Dazu schleichen sich die Feinjustierungen und Neuausrichtungen vor allem Eingangs gar nicht so zaghaft ins Rice’sche Barden-Universum: der eröffnende Titelsong experimentiert mit rührendem Falsettgesang und ‚Hotel California‚-Harmonien, funktioniert dabei aber nun als Opener in umgekehrter Proportion genauso spannungsaufbauend, wie der Song als für sich stehender Vorbote enttäuschen konnte – bevor das epochale ‚It Takes A Lot To Know A Man‚ dem Fass den Boden ausschlägt und sich über knapp 10 Minuten regelrecht progressiv mit tröpfelndem Piano und launigen Streichern vor einer Melodie niederkniet, die die Wartezeit auf ‚My Favourite Faded Fantasy‘ praktisch im Alleingang rechtfertigt: streichelweicher Schmusepop ohne Hang zur Bissfertigkeit ist das, der hinuntergeht wie Öl, aber um keinen Umweg verlegen ist. Erst einmal in ein dunkles Loop-Meer gekippt nimmt der Song durch eine klassisch orientierte Klavierruhephase dann auch tänzelnd neuen Anlauf, voller Klasse und einem bittersüßen Streicherszenario; Bläser taumeln in das Szenario, eine Lounge verschwindet in feierlicher Melancholie. Und Damien Rice erscheint nach all den Jahren größer, als ihn selbst die Erinnerung an ‚O‚ hat werden lassen.
Danach nähert sich der Ire stilistisch allerdings näher seinen beiden Erstlingswerken an, schwelgt in seinen immer an der Grenze zum Schmalz balancierenden Gefühlsballaden und lässt nicht nur die romantische Gittrenminiatur ‚The Greatest Bastard‚ zu einem triefenden Disney-Szenario mit einem Himmel voller Orchestermonument wachsen. Die Arrangements verkommen dabei kaum zum unnötig ausschmückenden Beiwerk, weniger wäre aber eventuell manchmal mehr gewesen und dass nahezu jeder Song auf ‚The Greatest Bastard‚ ähnlich strukturiert auftritt (zurückgenommener Beginn steigert sich in immer theatralischer zum opulenten Orchestercinemascope) ist der vielleicht wahre Pferdefuß an ‚My Favourite Faded Fantasy‚ – wahrscheinlich aber als Kompensationsmechanismus zu verstehen, der den Abschied von Lisa Hannigan auch abseits der aufarbeitenden Lyrics (die sich nicht derart unironisch und bauchpinselnd humorlos geben, wie man das erwarten möchte. „I helped you open out your wings/ your legs, and many other things/ Didn’t I?„) auszugleichen versucht: wo die mittlerweile auf Solopfaden wandelnde Hannigan wohl feingliedrig übernommen hätte, sucht Rice nun die große Geste, findet so neue Klangfarben und verliert im Grunde auch nichts von seiner Wärme und Innigkeit. Er singt nun mit einer sichereren Stimme als auf den Vorgängern, rundet spätestens hier die Emanzipation von seinem Debüt ab.

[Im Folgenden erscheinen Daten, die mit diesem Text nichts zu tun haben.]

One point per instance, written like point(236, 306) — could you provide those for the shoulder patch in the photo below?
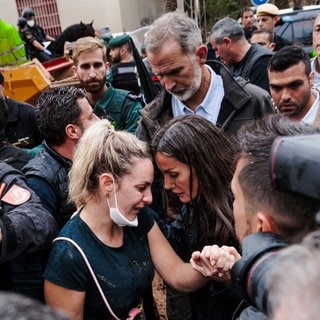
point(134, 97)
point(16, 195)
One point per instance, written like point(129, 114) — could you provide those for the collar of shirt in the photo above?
point(210, 106)
point(311, 114)
point(315, 72)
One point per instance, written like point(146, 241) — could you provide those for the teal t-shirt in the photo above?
point(124, 273)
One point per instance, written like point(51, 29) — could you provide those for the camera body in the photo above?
point(294, 167)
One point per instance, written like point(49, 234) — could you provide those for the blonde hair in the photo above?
point(87, 45)
point(100, 150)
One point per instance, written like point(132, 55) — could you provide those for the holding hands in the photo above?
point(215, 262)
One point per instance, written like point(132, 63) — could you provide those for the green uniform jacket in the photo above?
point(120, 107)
point(12, 50)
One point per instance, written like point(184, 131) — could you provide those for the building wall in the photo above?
point(119, 15)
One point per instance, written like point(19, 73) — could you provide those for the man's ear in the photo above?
point(74, 69)
point(201, 53)
point(311, 78)
point(265, 223)
point(73, 132)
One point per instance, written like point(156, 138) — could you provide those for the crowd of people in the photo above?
point(100, 189)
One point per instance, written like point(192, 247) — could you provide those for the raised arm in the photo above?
point(171, 268)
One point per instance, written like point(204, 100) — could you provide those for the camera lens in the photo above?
point(248, 274)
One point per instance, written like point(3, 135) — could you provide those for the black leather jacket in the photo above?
point(27, 231)
point(51, 167)
point(242, 101)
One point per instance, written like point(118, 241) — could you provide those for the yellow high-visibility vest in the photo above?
point(12, 50)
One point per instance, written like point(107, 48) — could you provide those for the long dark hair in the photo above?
point(209, 152)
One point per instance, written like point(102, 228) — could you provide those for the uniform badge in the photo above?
point(16, 195)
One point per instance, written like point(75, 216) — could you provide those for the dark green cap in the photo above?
point(119, 41)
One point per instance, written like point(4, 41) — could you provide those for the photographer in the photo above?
point(257, 206)
point(296, 271)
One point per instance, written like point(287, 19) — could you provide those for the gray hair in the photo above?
point(227, 27)
point(174, 25)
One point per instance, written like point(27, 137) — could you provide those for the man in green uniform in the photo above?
point(91, 67)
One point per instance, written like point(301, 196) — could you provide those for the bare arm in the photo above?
point(71, 301)
point(168, 264)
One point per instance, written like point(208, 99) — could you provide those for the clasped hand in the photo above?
point(215, 262)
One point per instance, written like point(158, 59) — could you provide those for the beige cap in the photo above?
point(267, 9)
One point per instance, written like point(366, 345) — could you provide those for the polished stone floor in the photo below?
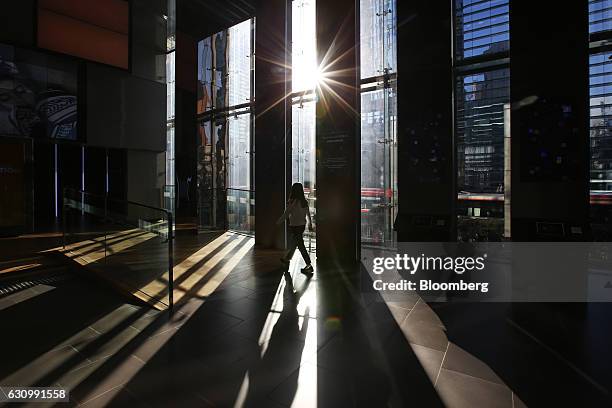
point(262, 336)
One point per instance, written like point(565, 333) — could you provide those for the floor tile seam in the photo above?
point(442, 363)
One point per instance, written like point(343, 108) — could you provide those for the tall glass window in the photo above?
point(481, 94)
point(378, 121)
point(600, 94)
point(600, 16)
point(224, 105)
point(169, 190)
point(304, 76)
point(482, 27)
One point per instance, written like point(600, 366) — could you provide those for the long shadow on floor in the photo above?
point(215, 357)
point(545, 353)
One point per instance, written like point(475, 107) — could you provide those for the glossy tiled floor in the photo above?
point(264, 337)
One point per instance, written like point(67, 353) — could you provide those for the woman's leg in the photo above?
point(292, 244)
point(299, 238)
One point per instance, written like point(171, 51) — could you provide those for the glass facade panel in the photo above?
point(378, 37)
point(205, 75)
point(481, 27)
point(239, 64)
point(303, 45)
point(225, 93)
point(378, 166)
point(239, 159)
point(378, 122)
point(480, 131)
point(303, 162)
point(601, 123)
point(600, 15)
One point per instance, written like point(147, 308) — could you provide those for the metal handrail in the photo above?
point(106, 199)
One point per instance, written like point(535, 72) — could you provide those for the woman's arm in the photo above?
point(285, 214)
point(309, 218)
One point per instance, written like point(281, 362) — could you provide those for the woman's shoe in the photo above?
point(307, 270)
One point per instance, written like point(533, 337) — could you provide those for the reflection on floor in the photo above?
point(248, 333)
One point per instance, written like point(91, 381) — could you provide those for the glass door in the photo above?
point(303, 117)
point(378, 122)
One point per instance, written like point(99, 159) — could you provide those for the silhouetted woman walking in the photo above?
point(297, 212)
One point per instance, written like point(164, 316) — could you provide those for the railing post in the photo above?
point(170, 263)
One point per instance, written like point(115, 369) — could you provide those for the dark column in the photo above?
point(425, 122)
point(338, 133)
point(549, 121)
point(271, 125)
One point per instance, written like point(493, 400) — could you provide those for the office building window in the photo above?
point(225, 129)
point(481, 96)
point(481, 27)
point(600, 98)
point(600, 16)
point(304, 79)
point(378, 39)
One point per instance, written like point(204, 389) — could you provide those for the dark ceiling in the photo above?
point(201, 18)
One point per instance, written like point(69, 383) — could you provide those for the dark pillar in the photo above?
point(549, 121)
point(425, 122)
point(338, 133)
point(271, 125)
point(185, 126)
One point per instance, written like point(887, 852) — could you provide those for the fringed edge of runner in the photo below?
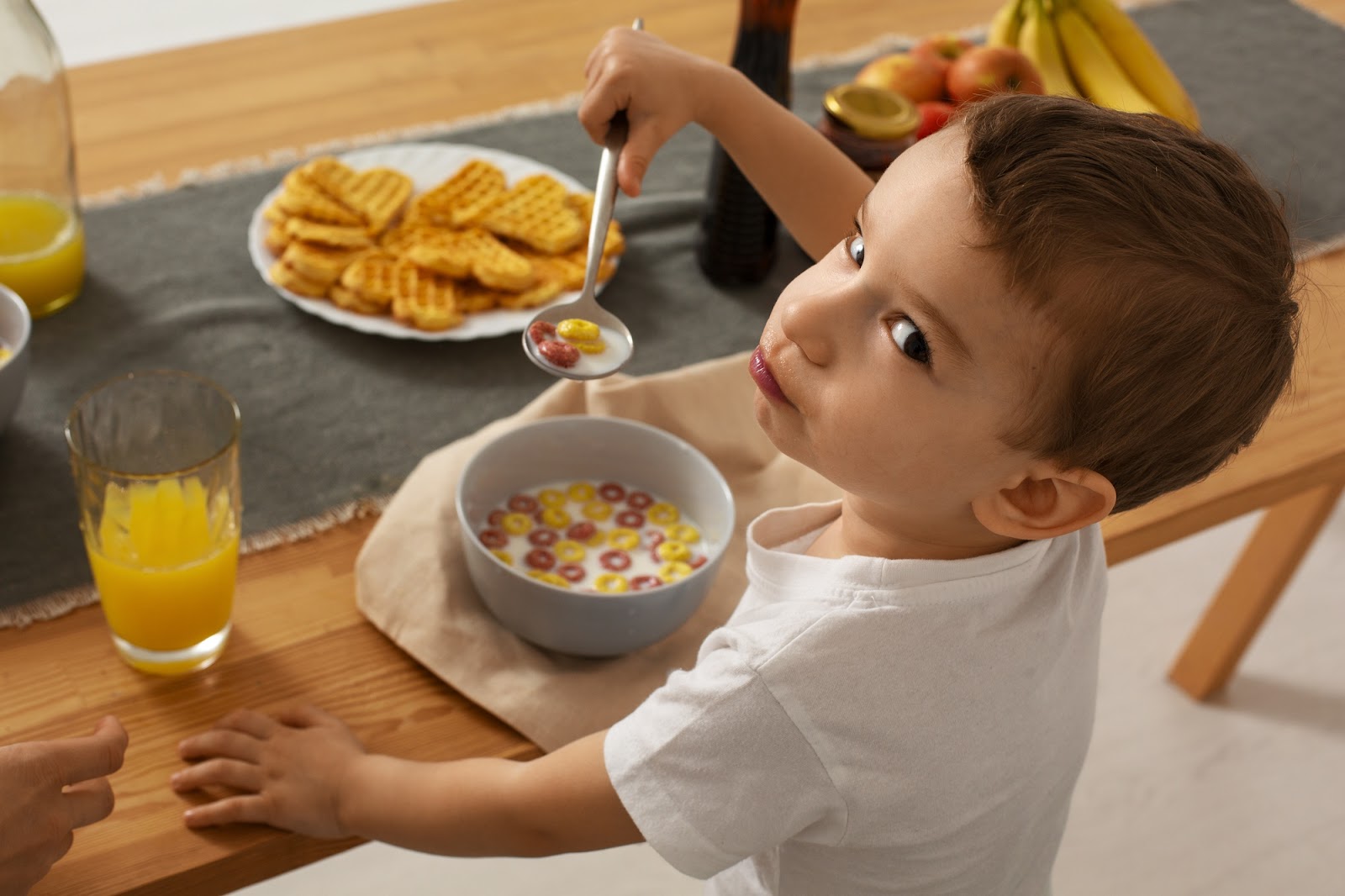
point(64, 602)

Die bisweilen magische Breakup-Atmosphäre, die aus den reichhaltig aber nie unangenehm überladen wirkenden Songs wächst, die offen vor sich hergetragene Emotionalität, sie ist jener von ‚O‚ und ‚9‚ nicht unähnlich und fühlt sich doch gänzlich anders an, auch, weil Rice natürlich nicht mit vollends mit seiner Vergangenheit bricht (‚Long Long Way‚ lehnt sich etwa an ‚Cold Water‚ an, ‚The Box‚ an ‚The Blower’s Daughter‚): Rice platziert sein Gespür für feine Singer/Songwriter-Perlen aus ästhetischer Sicht weiter drinnen im konventionellen Songwriterzirkus, treibt der Masse damit aber immer noch mühelos voraus. Mit mehr Grandezza und Stil suhlte sich 2014 kaum jemand im Kitsch.